À l’Ohio State University, des médecins ont réalisé des études d’imagerie par résonance magnétique cardiovasculaire (IRM) sur 26 étudiants athlètes, femmes et hommes, qui s’étaient rétablis du COVID-19. Aucun n’avait été hospitalisé et 12 ont déclaré n’avoir que des symptômes bénins.

Leurs électrocardiogrammes semblaient normaux et les examens échographiques ne montraient aucune anomalie cardiaque. Mais les IRM ont détecté une myocardite chez quatre des athlètes – dont deux n’avaient aucun symptôme.

Et 12 athlètes avaient des cicatrices de tissu cardiaque, bien qu’ils n’aient eu aucun des signes typiques d’une crise cardiaque. Dans un article publié vendredi dans JAMA Cardiology, les médecins concluent que si des études plus larges sont nécessaires, l’IRM peut être un bon moyen d’évaluer les athlètes après la récupération du COVID-19 et de guider une participation sportive en toute sécurité. (bit.ly/3iDPqvE)

COVID-19 précédent non lié aux complications de l’accouchement

Pour les femmes par ailleurs en bonne santé qui accouchent, une exposition antérieure au nouveau coronavirus ne semble pas avoir d’impact sur le travail et l’accouchement, suggère une nouvelle étude.

De début avril à début juillet, des chercheurs de l’hôpital universitaire de Copenhague ont suivi 1 361 femmes en travail, 1 236 de leurs partenaires et 1 342 de leurs nouveau-nés. Aucune des femmes n’était actuellement malade du COVID-19, mais 2,9% d’entre elles et 3,8% de leurs partenaires avaient des anticorps contre le coronavirus, indiquant des infections antérieures.
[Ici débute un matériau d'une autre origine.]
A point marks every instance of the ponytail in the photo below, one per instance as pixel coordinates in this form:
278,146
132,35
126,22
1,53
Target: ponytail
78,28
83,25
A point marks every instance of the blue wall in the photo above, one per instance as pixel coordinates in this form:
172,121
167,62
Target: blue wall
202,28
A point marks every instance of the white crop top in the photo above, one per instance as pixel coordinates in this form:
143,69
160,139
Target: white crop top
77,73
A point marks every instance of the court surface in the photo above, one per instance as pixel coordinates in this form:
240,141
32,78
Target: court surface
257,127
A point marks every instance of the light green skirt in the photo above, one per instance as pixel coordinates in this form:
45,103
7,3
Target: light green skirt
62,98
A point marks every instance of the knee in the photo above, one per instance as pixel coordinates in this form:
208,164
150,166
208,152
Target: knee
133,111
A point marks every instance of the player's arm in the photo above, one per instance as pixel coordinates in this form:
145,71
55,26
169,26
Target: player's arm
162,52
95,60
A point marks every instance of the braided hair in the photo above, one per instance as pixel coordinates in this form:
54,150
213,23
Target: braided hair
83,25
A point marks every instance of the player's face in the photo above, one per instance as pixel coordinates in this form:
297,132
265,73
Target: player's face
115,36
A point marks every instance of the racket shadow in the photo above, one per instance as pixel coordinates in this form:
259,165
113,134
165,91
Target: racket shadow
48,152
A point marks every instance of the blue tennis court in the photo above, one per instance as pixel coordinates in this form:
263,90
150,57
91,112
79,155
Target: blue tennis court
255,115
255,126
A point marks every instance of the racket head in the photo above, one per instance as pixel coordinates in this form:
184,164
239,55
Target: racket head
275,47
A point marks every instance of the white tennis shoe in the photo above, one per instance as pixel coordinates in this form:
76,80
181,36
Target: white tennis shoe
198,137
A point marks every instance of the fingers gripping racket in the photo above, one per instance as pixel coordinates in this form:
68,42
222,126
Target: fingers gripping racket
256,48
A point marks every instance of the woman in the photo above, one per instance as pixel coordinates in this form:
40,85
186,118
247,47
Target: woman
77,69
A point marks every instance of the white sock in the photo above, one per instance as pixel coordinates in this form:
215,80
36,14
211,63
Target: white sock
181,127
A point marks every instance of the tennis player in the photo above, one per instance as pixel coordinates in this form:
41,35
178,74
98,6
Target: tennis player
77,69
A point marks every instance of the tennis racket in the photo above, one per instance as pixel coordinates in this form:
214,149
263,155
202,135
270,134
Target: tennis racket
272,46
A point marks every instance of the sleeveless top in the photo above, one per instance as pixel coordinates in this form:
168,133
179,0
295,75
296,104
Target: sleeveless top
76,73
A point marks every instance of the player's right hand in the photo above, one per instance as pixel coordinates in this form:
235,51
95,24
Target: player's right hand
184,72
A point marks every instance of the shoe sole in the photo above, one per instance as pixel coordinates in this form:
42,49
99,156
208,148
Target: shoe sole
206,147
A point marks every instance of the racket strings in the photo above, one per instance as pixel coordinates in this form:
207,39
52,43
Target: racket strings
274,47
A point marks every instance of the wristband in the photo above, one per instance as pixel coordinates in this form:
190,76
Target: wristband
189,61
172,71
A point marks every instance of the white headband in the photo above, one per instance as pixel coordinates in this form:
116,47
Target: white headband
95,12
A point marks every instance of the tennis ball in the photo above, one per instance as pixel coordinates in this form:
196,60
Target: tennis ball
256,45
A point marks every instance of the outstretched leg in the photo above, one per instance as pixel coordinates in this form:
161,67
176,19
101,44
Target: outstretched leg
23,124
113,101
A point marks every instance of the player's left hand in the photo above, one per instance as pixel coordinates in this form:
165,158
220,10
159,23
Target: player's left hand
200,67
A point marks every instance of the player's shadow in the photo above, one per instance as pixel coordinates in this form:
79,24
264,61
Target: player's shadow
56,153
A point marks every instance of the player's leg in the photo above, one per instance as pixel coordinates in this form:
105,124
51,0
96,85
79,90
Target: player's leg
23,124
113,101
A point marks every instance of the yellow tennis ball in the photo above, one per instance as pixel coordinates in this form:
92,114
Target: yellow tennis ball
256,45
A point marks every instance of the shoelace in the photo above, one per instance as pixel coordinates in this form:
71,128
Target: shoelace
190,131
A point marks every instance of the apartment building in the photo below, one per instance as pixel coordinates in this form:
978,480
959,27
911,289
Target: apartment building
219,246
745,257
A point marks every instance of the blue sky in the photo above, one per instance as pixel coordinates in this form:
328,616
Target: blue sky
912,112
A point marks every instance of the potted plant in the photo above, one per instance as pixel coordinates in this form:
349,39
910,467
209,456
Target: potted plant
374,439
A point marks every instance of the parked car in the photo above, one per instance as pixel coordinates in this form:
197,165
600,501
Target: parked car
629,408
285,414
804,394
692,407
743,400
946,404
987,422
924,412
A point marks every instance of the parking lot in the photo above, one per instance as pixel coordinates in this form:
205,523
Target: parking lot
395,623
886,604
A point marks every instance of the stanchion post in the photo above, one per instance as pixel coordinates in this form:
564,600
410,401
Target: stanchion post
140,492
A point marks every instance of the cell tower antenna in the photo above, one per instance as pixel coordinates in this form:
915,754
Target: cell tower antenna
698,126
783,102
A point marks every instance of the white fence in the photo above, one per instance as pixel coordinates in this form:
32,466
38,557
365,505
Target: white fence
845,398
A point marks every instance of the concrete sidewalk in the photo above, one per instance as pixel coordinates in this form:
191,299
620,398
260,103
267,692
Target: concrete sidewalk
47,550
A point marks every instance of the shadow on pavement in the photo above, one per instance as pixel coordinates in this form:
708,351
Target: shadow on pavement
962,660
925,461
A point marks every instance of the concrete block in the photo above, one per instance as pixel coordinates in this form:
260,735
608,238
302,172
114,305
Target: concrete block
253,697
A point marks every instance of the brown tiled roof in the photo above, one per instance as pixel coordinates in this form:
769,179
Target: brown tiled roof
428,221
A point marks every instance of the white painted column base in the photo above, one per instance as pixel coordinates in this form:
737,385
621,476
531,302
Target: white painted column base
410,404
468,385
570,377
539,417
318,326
Seulement environ la moitié des personnes ayant des anticorps ont déclaré avoir eu des symptômes.

«Aucune association entre la maladie COVID-19 précédente et les complications obstétricales ou néonatales n’a été trouvée», ont rapporté mardi les auteurs de l’étude dans un article publié sur medRxiv avant l’examen par les pairs. Ils ont constaté que le fait d’avoir un partenaire avec des anticorps COVID-19 était un prédicteur significatif que la femme qui avait accouché aurait également des anticorps, renforçant à quel point la maladie est contagieuse avec un contact étroit.

Les mères de l’étude étaient généralement de jeunes non-fumeurs avec un poids santé. Ceux qui avaient des anticorps COVID-19 n’avaient pas eu de cas graves nécessitant une hospitalisation. «Nos résultats et conclusions peuvent donc ne pas s’appliquer directement à d’autres populations», comme les nouvelles mères obèses, les fumeurs fréquents ou celles qui ont un COVID-19 sévère, ont-ils noté. (bit.ly/32Aovey)

Ouvert tmsnrt.rs/3a5EyDh dans un navigateur externe pour un graphique Reuters sur les vaccins et les traitements en développement.